I really do think that ball of sunshine, Lin Manuel-Miranda, is outstanding. His voice on the soundtrack, which is all we have to go by right now until he is back onstage performing the title role and we are lucky enough to secure tickets, is just superb. From the lightning quick cabinet room rap battles to the poignant lullaby he sings to his newborn son I just don’t feel like it is possible to tire of his voice. He plays the part of Alexander Hamilton to perfection from earnest aide de camp, attractive suitor to Elizabeth Schuyler, uncompromising lawyer and heartbroken father. The first time we listened to the soundtrack from beginning to end I found myself weeping in our kitchen. Twice. I won’t say what caused my outburst because I don’t want to spoil it for you, but even if you know the details of Alexander Hamilton’s death (this isn’t a spoiler as his birth and death dates are well known – 1755-1804) you will be moved by Lin Manuel-Miranda’s voice in the final moments of the musical.

Manuel-Miranda’s writing voice is just as wonderful as his singing voice. We are always talking about the way he is able to make us laugh and think as we enjoy the songs. I have said to our kids that if anyone at our house ever fails an exam which involves this period of American history there will be a severe punishment because by now they should have internalized it all. He lays out the basics of the significant battles, dates and the big names like Washington, Yorktown, King George III, Lafayette, Jefferson and hits the high notes with the writing of the American constitution but it is so clever that every few moments you can’t help but be amazed by the genius of the writing. It’s like he is channeling the lyrical brilliance of Sondheim, Gilbert & Sullivan, Rodgers & Hammerstein with musical influences coming from every genre. It’s magical. It makes you snap your fingers and want to dance along, try to rap as fast as they do (only when my kids aren’t looking).

Alexander Hamilton lived for less than 50 years but his impact on their country was incredible – to say he was an American founding father really isn’t enough – and it was a chance encounter with a book* (!) that Lin Manuel-Miranda read on vacation that led him to start thinking about setting this extraordinary story to music. I’m so glad that he did. I can wash my dishes so much more enthusiastically when I am listening to something like “Guns and Ships” where Aaron Burr says:

How does a ragtag volunteer army in need of a shower
Somehow defeat a global superpower?
How do we emerge victorious from the quagmire?
Leave the battlefield waving Betsy Ross’ flag higher?
Yo.

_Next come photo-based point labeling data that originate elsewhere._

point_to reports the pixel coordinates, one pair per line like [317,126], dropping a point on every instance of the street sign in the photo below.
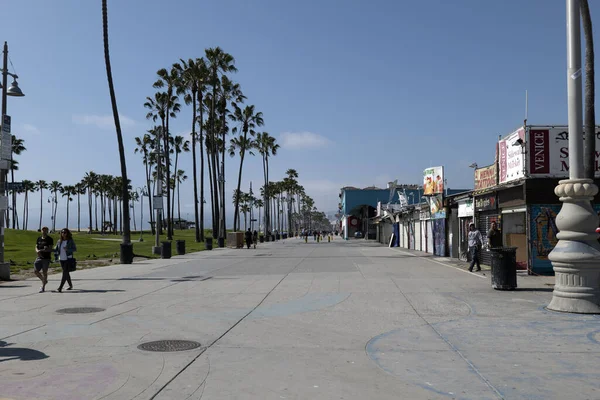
[14,186]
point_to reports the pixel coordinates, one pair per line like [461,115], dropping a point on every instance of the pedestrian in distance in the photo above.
[43,248]
[475,242]
[64,250]
[494,236]
[248,237]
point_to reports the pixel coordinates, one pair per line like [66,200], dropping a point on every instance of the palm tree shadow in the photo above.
[19,353]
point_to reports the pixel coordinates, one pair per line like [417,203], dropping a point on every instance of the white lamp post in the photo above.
[576,256]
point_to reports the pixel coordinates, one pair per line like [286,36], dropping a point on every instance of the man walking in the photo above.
[494,236]
[475,242]
[43,248]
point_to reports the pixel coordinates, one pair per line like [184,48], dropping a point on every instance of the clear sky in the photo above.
[358,93]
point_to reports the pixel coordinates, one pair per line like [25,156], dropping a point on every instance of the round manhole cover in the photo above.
[169,345]
[79,310]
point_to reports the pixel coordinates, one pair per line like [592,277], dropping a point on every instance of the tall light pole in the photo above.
[576,256]
[6,140]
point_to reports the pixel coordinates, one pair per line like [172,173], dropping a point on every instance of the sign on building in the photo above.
[511,157]
[548,151]
[433,181]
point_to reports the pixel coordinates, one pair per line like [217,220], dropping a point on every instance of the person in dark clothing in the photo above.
[248,236]
[494,236]
[65,249]
[43,248]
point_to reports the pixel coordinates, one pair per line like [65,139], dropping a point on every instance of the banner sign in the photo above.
[486,203]
[433,181]
[510,160]
[465,208]
[485,177]
[548,151]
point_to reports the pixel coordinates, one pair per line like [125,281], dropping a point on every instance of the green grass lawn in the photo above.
[19,246]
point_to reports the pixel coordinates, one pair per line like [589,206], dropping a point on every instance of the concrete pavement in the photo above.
[295,320]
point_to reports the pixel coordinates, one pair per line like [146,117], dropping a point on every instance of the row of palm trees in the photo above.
[218,110]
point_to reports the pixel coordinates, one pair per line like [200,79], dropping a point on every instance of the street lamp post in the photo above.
[576,256]
[13,90]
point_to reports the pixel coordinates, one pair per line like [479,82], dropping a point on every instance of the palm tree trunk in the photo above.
[589,154]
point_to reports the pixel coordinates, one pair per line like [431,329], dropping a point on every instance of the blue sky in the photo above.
[357,93]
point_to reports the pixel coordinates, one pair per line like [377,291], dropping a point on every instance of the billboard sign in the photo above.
[548,151]
[485,177]
[433,181]
[510,157]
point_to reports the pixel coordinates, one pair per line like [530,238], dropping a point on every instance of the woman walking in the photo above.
[64,249]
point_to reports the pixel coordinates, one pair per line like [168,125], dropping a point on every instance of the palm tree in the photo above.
[267,146]
[124,188]
[28,186]
[90,182]
[590,111]
[179,145]
[41,185]
[248,120]
[145,145]
[192,85]
[67,191]
[170,80]
[55,187]
[17,147]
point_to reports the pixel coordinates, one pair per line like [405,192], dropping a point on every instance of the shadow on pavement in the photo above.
[19,353]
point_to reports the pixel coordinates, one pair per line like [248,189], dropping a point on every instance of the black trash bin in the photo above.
[166,250]
[180,246]
[504,268]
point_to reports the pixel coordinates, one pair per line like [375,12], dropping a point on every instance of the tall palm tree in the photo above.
[41,185]
[113,100]
[169,79]
[266,146]
[145,145]
[90,182]
[28,186]
[17,147]
[590,95]
[192,85]
[249,120]
[67,191]
[55,187]
[178,145]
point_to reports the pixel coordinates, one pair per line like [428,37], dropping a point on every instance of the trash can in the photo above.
[504,268]
[180,246]
[166,250]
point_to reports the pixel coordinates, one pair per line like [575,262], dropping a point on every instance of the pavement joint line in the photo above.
[20,333]
[440,263]
[454,348]
[116,315]
[227,331]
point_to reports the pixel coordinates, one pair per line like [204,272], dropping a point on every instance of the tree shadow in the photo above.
[19,353]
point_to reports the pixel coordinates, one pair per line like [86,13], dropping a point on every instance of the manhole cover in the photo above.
[79,310]
[169,345]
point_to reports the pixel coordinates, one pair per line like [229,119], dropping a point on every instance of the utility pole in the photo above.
[576,256]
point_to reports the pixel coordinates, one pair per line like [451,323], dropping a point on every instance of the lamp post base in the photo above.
[576,256]
[4,272]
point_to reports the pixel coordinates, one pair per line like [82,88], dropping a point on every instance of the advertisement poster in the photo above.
[436,207]
[510,157]
[548,151]
[433,181]
[485,177]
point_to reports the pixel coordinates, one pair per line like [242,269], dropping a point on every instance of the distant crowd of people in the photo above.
[63,252]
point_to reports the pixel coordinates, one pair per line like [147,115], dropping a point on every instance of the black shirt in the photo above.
[41,243]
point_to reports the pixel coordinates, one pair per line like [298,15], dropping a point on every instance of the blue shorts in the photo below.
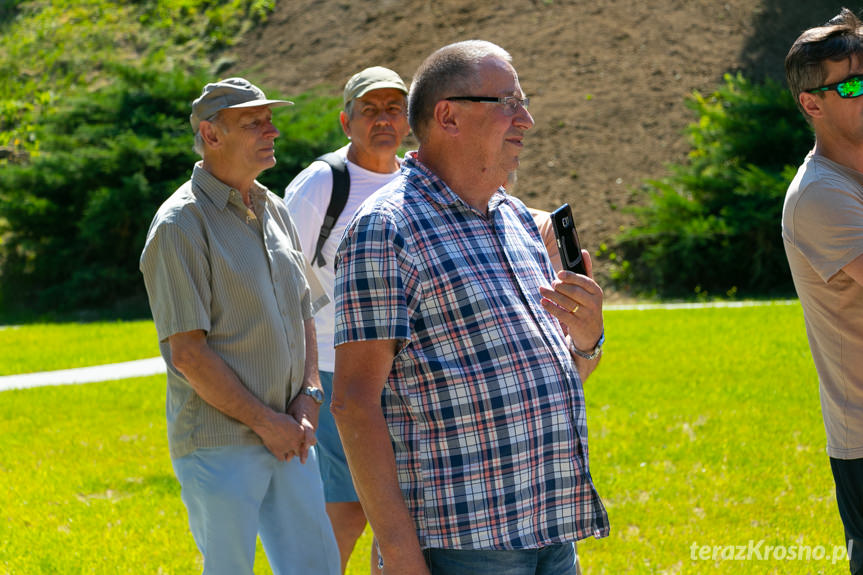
[338,483]
[233,494]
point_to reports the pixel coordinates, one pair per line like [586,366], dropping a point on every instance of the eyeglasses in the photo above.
[510,103]
[848,88]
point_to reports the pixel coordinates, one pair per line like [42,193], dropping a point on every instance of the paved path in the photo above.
[138,368]
[156,365]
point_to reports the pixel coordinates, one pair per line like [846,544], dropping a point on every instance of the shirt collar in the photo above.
[441,193]
[219,192]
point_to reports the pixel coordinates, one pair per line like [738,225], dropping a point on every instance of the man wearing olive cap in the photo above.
[233,310]
[375,121]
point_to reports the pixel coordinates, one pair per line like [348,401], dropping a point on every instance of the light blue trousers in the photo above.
[235,493]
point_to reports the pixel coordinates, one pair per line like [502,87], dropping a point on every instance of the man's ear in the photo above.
[811,104]
[345,122]
[210,134]
[446,116]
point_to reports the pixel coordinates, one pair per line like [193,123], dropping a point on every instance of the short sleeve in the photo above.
[375,280]
[177,277]
[828,227]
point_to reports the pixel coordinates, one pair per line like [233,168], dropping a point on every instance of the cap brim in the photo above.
[381,86]
[256,103]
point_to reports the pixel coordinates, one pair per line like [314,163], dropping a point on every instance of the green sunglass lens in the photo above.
[851,88]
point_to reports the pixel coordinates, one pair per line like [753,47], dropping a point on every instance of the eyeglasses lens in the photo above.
[850,89]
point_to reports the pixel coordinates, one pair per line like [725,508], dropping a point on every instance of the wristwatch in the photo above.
[597,349]
[315,393]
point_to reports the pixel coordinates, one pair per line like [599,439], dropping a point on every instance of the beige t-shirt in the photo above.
[822,226]
[212,264]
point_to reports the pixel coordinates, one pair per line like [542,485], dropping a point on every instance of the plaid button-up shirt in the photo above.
[484,406]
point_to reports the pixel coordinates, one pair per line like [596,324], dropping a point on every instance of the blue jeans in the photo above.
[235,493]
[551,560]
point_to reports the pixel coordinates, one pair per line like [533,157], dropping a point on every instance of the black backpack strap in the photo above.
[341,185]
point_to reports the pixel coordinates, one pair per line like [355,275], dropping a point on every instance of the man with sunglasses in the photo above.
[822,227]
[460,357]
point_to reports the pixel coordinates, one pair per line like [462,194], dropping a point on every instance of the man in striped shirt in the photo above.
[233,310]
[459,355]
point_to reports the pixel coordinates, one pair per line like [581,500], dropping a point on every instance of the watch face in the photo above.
[315,394]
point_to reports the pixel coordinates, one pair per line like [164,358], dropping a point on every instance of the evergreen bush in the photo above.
[74,218]
[713,225]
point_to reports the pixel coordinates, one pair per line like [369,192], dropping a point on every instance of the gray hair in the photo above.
[215,119]
[450,71]
[837,40]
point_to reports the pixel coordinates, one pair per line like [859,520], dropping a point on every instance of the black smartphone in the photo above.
[567,240]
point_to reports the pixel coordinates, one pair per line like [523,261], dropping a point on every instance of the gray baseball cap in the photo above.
[230,93]
[374,78]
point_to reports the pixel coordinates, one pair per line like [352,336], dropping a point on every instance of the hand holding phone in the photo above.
[567,240]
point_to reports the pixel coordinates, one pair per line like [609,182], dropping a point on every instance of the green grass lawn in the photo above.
[45,347]
[705,430]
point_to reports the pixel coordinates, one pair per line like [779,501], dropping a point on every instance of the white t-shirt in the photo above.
[822,226]
[307,198]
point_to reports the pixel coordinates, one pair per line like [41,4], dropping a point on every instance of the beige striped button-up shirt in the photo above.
[210,263]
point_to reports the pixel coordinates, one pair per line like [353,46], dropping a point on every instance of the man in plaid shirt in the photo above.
[459,355]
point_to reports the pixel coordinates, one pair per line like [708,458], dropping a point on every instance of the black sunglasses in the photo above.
[847,88]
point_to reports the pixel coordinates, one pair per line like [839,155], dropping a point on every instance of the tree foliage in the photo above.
[73,219]
[713,225]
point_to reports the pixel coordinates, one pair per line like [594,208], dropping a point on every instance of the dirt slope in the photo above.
[607,78]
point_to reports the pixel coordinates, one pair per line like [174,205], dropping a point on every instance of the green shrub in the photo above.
[73,219]
[712,226]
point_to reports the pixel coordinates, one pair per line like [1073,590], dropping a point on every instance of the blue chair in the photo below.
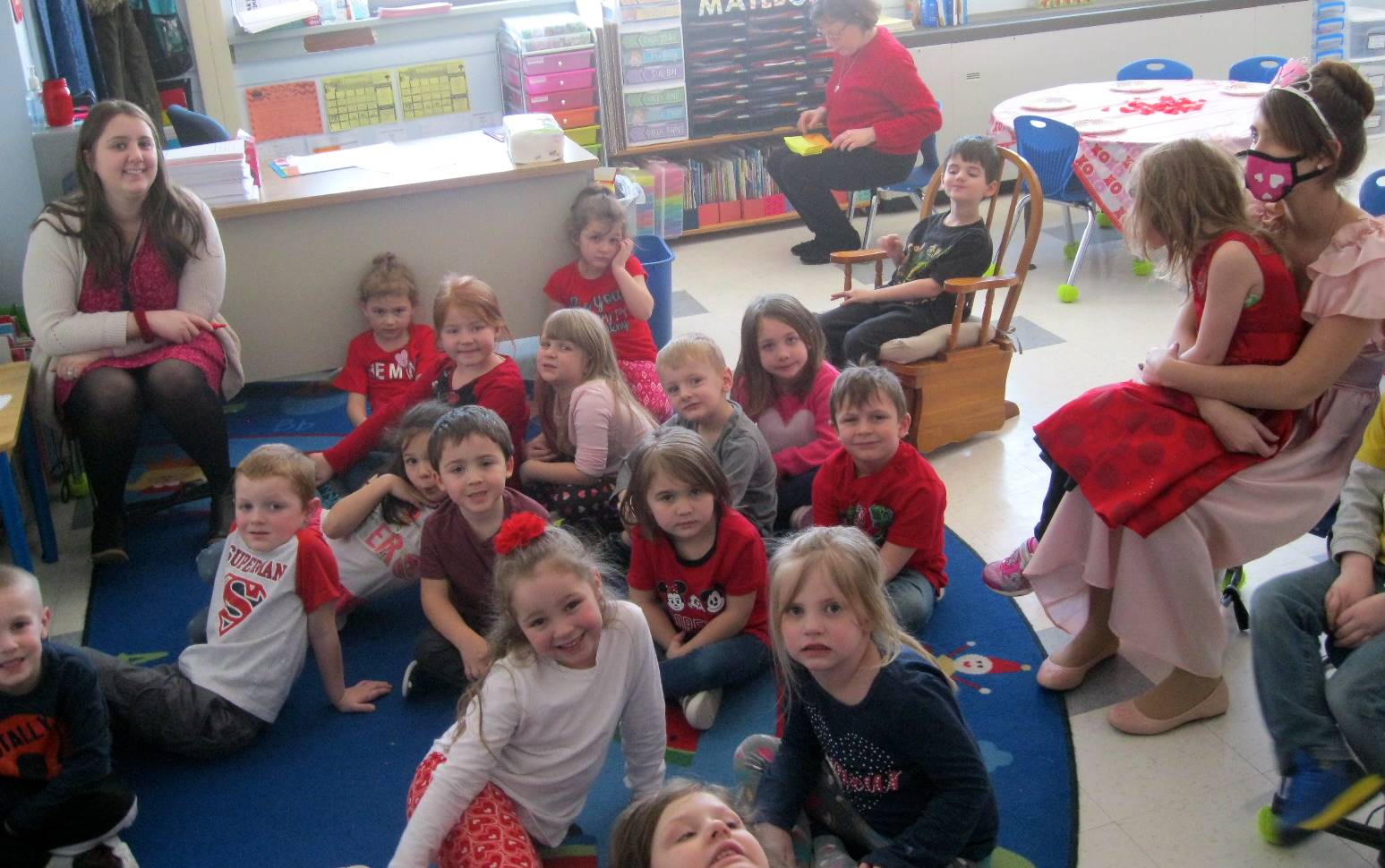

Turns out we have a secret weapon!
An immigrant you know and love who’s unafraid to step in!
He’s constantly confusin’, confoundin’ the British henchmen
Ev’ryone give it up for America’s favourite fighting Frenchman!

And the entire company sings back with an enthusiastic:

Lafayette!

It’s a sensational use of language and each member of the cast does it perfectly. Their enunciation knocks my socks off every time and, when I was a kid I would lift the needle off of the record carefully and place it back to re-listen to try and figure out the lyrics but today you can go online and see endless analysis of each word, find the actors and super-fans on Twitter and Instagram to see minute-by-minute reviews as the cast prepares for performances. It’s a rabbit hole that I find myself enjoying because they seem as enthusiastic about the beauty of the music as the long list of people who have seen their show or are waiting for tickets. In the meantime we have the next best thing right here on the shelves here at WPL. Well, not exactly on the shelf because, well, it will probably be checked out. We’re talking about the music of Hamilton: An American Musical here, you know. It’s a Broadway sensation and you get to keep it for 3 weeks once you sign it out and customers do not bring it back early. They can’t. They are so busy listening to it in their cars and in their kitchens. They are listening to it non-stop.

— Penny M.

* the book that Lin Manuel-Miranda read and was so captivated by was Ron Chernow’s extremely well-reviewed Alexander Hamilton, from 2004, which we also have available here at the Waterloo Public Library.